Another critique is offered by Palacios on the basis that while Vasconcelos did not support so-called "negative eugenics" or Social Darwinism, he did advocate for a "eugenics  of  aesthetics." Palacios describes eugenics of aesthetics as a survival of the beautiful, as compared to Darwin's survival of the fittest.(p422) Palacios suggests that this viewpoint alongside other comments made by Vasconcelos show that he held some races as better than others.(p422)

Usage of phrase
The title  embodies the notion that traditional, exclusive concepts of so-called "race" and nationality can be transcended in the name of humanity's common destiny. It originally referred to a movement by Mexican intellectuals during the 1920s who pointed out that so-called "Latin" Americans have the blood of all the world's so-called "races": European, Asian-descended native Americans, and Africans, thereby transcending the peoples of the "Old World".

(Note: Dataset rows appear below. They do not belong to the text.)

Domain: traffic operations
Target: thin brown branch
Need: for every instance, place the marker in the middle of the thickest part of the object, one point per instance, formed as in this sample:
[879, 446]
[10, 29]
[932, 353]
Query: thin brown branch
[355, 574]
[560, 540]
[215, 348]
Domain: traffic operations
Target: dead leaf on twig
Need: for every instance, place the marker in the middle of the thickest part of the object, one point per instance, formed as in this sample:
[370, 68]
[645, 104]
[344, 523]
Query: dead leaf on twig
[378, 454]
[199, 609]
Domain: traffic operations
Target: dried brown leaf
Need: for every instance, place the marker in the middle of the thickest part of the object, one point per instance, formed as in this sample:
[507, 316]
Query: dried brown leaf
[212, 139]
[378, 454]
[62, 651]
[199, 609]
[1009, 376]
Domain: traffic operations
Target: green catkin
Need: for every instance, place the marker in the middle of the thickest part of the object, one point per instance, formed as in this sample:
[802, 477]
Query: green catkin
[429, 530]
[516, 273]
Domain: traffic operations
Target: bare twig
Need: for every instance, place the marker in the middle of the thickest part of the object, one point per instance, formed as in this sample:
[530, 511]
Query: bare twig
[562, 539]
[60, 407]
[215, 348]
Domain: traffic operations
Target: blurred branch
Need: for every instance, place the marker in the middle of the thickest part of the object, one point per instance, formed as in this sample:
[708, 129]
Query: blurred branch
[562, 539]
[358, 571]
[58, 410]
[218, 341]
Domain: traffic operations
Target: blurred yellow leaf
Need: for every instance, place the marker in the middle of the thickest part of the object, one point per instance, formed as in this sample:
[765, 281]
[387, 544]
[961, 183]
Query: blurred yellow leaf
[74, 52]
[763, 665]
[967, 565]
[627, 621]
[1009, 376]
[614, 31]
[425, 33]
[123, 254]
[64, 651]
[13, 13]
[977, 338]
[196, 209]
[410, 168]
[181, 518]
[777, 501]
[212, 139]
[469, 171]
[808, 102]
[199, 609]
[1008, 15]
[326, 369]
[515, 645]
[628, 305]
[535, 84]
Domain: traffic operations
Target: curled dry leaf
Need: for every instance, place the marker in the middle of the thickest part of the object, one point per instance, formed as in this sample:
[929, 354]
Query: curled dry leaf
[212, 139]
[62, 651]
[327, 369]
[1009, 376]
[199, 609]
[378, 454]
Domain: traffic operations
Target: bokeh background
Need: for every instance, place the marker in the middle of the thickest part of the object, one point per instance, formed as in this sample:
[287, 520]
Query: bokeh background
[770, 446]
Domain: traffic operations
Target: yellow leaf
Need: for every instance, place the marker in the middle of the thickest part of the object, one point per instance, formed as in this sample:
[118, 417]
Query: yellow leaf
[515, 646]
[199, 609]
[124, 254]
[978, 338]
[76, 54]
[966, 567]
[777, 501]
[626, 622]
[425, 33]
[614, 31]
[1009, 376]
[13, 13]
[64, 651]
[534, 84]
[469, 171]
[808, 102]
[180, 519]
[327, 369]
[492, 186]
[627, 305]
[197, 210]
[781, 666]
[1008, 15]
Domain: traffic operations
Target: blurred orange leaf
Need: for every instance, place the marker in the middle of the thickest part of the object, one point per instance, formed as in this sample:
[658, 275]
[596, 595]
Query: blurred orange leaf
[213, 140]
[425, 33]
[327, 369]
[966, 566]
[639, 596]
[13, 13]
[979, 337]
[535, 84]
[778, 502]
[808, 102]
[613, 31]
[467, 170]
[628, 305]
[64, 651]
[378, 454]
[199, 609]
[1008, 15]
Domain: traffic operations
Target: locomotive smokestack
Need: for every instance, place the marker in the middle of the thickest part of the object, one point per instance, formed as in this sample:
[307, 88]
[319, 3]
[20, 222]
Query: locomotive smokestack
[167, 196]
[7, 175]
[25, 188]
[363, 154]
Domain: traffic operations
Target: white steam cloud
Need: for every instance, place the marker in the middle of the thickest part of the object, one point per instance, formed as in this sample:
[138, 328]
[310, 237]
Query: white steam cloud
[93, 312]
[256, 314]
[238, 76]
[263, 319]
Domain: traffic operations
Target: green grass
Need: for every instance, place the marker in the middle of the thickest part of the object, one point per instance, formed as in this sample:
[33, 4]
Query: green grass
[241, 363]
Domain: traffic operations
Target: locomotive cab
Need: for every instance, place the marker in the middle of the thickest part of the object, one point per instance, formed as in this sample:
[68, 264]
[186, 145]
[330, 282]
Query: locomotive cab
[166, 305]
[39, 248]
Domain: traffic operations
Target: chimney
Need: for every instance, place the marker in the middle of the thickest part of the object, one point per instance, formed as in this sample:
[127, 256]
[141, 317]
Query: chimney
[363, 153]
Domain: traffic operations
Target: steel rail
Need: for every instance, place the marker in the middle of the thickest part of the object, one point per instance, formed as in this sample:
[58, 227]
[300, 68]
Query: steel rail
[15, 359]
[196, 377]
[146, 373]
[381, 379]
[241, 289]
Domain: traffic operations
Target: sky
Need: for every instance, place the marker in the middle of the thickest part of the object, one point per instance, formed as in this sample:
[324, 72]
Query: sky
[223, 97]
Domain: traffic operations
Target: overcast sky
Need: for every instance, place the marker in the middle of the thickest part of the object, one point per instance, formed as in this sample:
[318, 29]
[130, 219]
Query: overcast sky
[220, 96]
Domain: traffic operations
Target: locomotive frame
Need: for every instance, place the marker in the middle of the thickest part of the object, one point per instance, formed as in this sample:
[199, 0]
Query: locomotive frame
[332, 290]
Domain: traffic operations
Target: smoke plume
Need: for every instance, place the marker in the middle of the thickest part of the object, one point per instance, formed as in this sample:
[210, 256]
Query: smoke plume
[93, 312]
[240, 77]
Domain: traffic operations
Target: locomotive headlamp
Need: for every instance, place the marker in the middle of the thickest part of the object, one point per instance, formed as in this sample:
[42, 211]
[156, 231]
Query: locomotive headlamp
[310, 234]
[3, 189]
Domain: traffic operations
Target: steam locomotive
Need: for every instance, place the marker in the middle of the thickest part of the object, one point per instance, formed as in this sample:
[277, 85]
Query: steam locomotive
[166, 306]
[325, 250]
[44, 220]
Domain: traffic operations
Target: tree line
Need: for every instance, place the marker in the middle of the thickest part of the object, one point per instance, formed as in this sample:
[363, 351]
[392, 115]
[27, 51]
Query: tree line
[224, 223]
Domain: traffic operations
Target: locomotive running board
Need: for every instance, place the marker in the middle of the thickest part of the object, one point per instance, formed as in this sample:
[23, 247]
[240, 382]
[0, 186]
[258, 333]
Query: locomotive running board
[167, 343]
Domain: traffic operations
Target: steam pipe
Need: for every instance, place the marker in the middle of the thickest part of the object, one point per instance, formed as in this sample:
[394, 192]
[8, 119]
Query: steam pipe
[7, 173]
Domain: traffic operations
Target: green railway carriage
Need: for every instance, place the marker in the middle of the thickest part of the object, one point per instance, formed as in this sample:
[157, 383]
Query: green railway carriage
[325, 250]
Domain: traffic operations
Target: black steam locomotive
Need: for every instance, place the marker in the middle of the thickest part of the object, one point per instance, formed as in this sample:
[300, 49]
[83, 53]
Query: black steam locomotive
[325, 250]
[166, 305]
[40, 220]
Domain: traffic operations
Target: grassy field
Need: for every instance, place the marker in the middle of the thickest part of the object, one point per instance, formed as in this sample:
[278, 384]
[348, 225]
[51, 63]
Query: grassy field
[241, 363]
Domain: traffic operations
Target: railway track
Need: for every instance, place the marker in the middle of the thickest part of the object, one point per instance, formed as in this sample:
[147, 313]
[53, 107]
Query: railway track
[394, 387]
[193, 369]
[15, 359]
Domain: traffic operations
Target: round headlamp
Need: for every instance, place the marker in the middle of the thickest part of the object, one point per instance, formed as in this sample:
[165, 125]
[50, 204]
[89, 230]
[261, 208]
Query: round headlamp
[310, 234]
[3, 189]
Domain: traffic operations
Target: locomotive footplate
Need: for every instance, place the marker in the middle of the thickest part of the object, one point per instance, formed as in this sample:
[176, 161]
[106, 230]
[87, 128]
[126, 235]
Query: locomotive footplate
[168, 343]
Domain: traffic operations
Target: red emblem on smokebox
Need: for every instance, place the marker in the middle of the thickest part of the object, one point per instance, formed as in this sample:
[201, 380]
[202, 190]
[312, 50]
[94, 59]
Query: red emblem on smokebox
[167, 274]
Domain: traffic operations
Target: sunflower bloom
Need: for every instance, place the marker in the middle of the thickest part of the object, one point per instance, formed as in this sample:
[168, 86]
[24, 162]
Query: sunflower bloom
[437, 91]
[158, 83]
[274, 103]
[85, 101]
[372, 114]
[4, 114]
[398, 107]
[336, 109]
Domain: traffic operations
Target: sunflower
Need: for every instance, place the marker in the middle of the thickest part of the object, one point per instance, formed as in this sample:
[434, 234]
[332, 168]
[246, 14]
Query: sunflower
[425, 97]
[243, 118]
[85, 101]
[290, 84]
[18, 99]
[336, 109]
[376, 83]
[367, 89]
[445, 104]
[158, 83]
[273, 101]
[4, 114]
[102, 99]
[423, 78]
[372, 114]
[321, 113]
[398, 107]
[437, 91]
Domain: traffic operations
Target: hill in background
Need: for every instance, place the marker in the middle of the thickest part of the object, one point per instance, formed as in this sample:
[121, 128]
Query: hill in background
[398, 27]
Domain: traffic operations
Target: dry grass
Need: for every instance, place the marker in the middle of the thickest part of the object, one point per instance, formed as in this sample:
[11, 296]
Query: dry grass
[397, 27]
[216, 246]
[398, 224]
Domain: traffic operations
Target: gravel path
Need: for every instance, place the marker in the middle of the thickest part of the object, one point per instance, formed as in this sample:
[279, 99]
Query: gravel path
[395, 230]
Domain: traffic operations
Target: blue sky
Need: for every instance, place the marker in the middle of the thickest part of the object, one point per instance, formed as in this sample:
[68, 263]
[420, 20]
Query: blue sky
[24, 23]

Vasconcelos also alluded to the term when he coined the National Autonomous University of Mexico's motto: "" ('Through my race the spirit will speak').

Contemporary usage 
Contemporarily La raza cósmica has become about mestizaje (racial mixture) and mestizos/Métis rather than the creation of the cosmic race. Palacios describes how the Chicano movement appropriated and transformed the ideas of Vasconcelos' fifth race into that of Mexican national thought, focusing on the words from a poem by Alurista, "a bronze people [an ethnic alloy] with a bronze culture [an alloy of traditions]."(p428) Palacios also gives the example of Valdez, a Chicano writer, who focused on trying to create a society that was less Eurocentric or Western rather than following Vasconcelos' idea to evolve the Indigenous and mixed into something better.(p430)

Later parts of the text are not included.